L’inchiesta romana sulle mascherine cinesi acquistate durante la pandemia si avvia verso un’archiviazione sostanziale. Il 31 marzo 2026 il GUP del Tribunale di Roma ha prosciolto Antonio Fabbrocini, ex responsabile unico del procedimento nella struttura commissariale di Domenico Arcuri, e con lui tutti i mediatori italiani coinvolti nella maxi-commessa da oltre un miliardo di euro. Le accuse — frode nelle pubbliche forniture, falso, abuso d’ufficio, traffico di influenze — sono cadute una ad una. Arcuri era già stato assolto nel gennaio 2025. A processo andranno soltanto due indagati minori di origine ecuadoriana, per riciclaggio.
Un epilogo che non sorprende chi ha seguito l’evoluzione del procedimento: le contestazioni più gravi, corruzione e peculato, erano state archiviate anni fa. La riforma normativa sull’abuso d’ufficio ha fatto il resto. Quello che era stato presentato come lo scandalo della “mangiatoia Covid” si chiude, sul piano penale romano, con un nulla di fatto.

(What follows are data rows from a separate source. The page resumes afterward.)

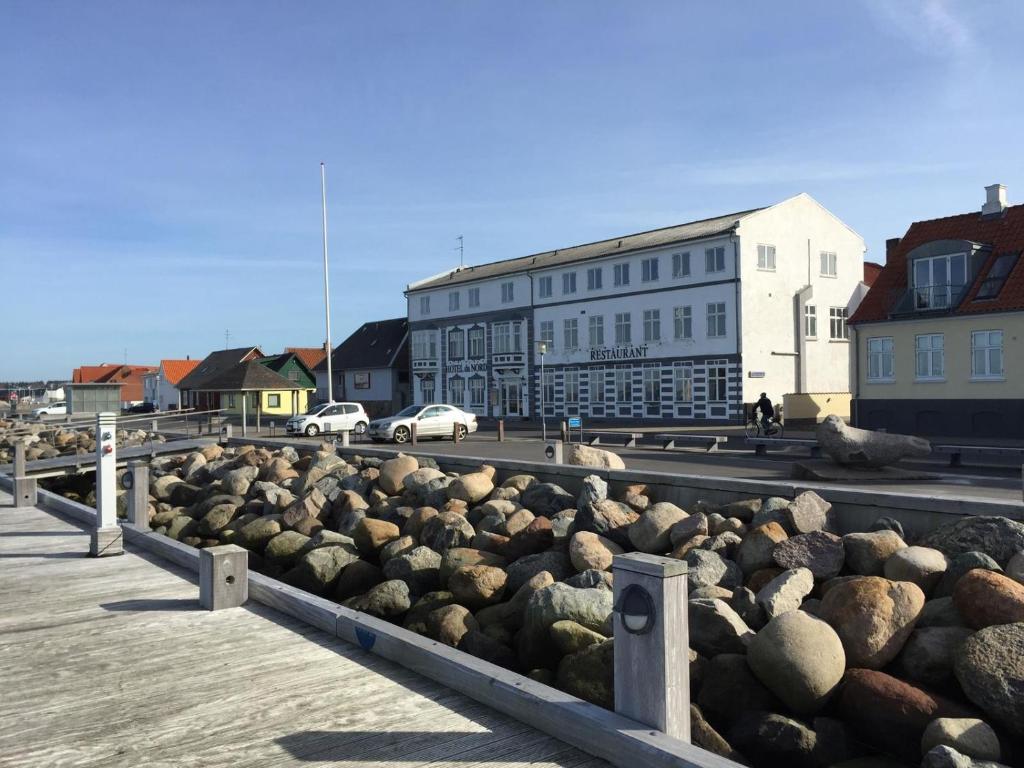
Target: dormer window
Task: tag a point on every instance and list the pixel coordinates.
(939, 281)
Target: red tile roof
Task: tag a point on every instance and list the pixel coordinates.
(175, 370)
(1005, 233)
(310, 356)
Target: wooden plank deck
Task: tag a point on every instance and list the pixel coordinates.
(112, 663)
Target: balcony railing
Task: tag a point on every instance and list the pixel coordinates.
(929, 299)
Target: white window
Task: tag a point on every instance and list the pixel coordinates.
(837, 323)
(683, 318)
(571, 386)
(570, 332)
(648, 269)
(810, 321)
(930, 355)
(457, 344)
(568, 283)
(715, 259)
(595, 326)
(624, 334)
(986, 354)
(828, 264)
(621, 274)
(681, 264)
(424, 345)
(683, 383)
(457, 391)
(881, 358)
(717, 381)
(624, 384)
(502, 337)
(939, 281)
(476, 342)
(651, 325)
(652, 385)
(548, 333)
(476, 391)
(716, 320)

Diverso il discorso per il filone che tocca direttamente San Marino. Tra i protagonisti dell’inchiesta figura Daniele Guidi, ex amministratore delegato e direttore generale di Banca CIS. Secondo la ricostruzione della Procura di Roma, Guidi avrebbe curato insieme all’imprenditore Andrea Tommasi l’aspetto organizzativo della fornitura, compresi i voli aerei per il trasporto dei dispositivi. Era indagato per traffico di influenze. I magistrati romani avevano inviato una rogatoria internazionale a San Marino per aprire due conti correnti — uno presso la Cassa di Risparmio, uno presso la BAC — alla ricerca di circa 12,5 milioni di euro ritenuti nella sua disponibilità.
Sul caso mascherine non risultano sviluppi giudiziari recenti. Guidi, per la giustizia sammarinese, è latitante. La sua posizione nell’inchiesta romana resta tecnicamente aperta o comunque irrisolta per irreperibilità: non figura né tra i prosciolti del 31 marzo né tra i condannati. Nel frattempo, sul Titano si è accumulato un dossier giudiziario autonomo e pesante: condanna definitiva per truffa ai fondi pensione ISS e Fondiss, condanna ad aprile 2025 a 4 anni e 8 mesi per amministrazione infedele e ostacolo alla vigilanza, ulteriore sentenza nel dicembre 2025 nell’operazione “Tre Carte” — titoli della clientela dati a pegno senza autorizzazione — con 4 anni di prigionia e 18.000 euro di multa, più risarcimento danni allo Stato, all’ISS e alla SGA. San Marino cerca il suo ex banchiere. Non lo trova.
Parallelamente, in Romagna, l’inchiesta sulle mascherine non idonee acquistate dall’Ausl Romagna per 3,5 milioni di euro rimane aperta in appello. Il 27 ottobre 2025 il GUP del Tribunale di Forlì aveva assolto gli ultimi tre imputati: Marcello Minenna, all’epoca direttore generale dell’Agenzia delle Dogane (oggi assessore al Bilancio della Regione Calabria), Sergio Covato, ex funzionario della prefettura di Ravenna, e Gianluca Prati, responsabile del magazzino unico dell’Ausl Romagna. L’imputato principale, l’ex parlamentare leghista Gianluca Pini, aveva invece patteggiato 23 mesi con sospensione condizionale. La Procura ha fatto ricorso contro le assoluzioni di Minenna e Covato: entrambi dovranno affrontare il processo d’appello.
Mentre i procedimenti penali si sgonfiano, la Commissione bicamerale di inchiesta sulla gestione del Covid resta l’arena principale dello scontro. Il 13 marzo 2026 Minenna ha deposto sostenendo di aver ceduto a pressioni dell’opinione pubblica e alle deroghe europee recepite nel decreto Cura Italia. Ma dalle intercettazioni in possesso della commissione emerge un quadro più opaco: il funzionario antifrode Miguel Martina avrebbe subito pressioni da superiori per bloccare i controlli sulle mascherine contraffatte, con la vicenda definita in un’intercettazione “un affare di Stato talmente elevato da poter stritolare tutti”. Fratelli d’Italia spinge sull’acceleratore, Forza Italia frena, l’opposizione accusa. Il tutto mentre i tribunali, uno dopo l’altro, prosciolgono.